When we bought our cottage in Norleywood in 1989, we discovered a legal conveyance dated 1881 describing the land as being part of a larger parcel called “The Bee Garden”.

In December 1992 we re-named the cottage “The Bee Garden”.

The original cottage had been built in 1929 – apparently one of the last thatched cob cottages built in the New Forest. It was built by Fred and Jesse Smith, the uncle and father of Derek Smith, whose son Adrian carries on the thatching tradition in Norleywood today.

Over the years, the property had been called variously “The Pines” or “Pine View”. Before we changed the name back to its original title, we determined to find out the meaning of a ‘bee garden’.

Heywood Sumner (1853–1940), the English painter and illustrator, spent much of his life investigating and recording the archaeology, geology and folklore of the New Forest. Sumner reported the local tradition of ‘bee gardens’ as having been in use in the New Forest well into the middle of the 19th century.

With its vast acres of heathland, the New Forest had long been important for beekeeping and the production of honey. Local beekeepers would send their hives to be placed in bee gardens on the forest when the heather was in bloom in order to enhance the quality of the honey.

‘Bee gardens’ were small entrenched areas (usually about 5 metres square) with oblong or circular embankments, usually ditched and topped by a hedge as a protection from livestock or theft. These beekeeping enclosures became common over the centuries, although they were strictly illegal as encroachments on Crown land.

Bee pots (‘skeps’ of woven wicker or coiled straw) were placed on little wooden platforms and covered with straw bee ‘hackles’ or sacking as a protection from the rain.

A bee garden would contain a cluster of these skeps standing on their platforms topped with straw hackles.

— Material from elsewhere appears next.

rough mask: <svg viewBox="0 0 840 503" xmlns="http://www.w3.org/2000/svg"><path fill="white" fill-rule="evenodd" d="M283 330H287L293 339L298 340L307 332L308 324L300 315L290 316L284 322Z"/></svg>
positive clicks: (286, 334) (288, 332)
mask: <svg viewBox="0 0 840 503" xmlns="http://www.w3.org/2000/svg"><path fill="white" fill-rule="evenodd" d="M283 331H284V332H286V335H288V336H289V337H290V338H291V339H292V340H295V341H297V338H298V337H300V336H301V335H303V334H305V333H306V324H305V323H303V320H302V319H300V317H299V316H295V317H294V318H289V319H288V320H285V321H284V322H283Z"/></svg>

The existence of bee gardens in the New Forest today is still evidenced by locations and place names such as: Anthony’s Bee Bottom (on Goatspen Plain near Holmsley); Hive Gardens or Hive Garn Bottom (near Godshill at Pitt’s Wood); Cole’s Bee Bottom near Matley Wood; and Bee Bush (or ‘Bushes’) near Minstead.

In the early 20th century, Heywood Sumner identified a variety of banked enclosures suggesting bee garden sites. More recently, archaeological investigation has been carried out on many earthworks throughout the forest by the New Forest History and Archaeological Group. As well as the northern forest, possible sites have been identified at Beaulieu, Brockenhurst and, closer to home, at Bull Hill in Boldre. Although archaeological evidence of bee gardens has not always been conclusive, they remain an important part of our beekeeping heritage.

We do not keep bees in our 21st century Bee Garden.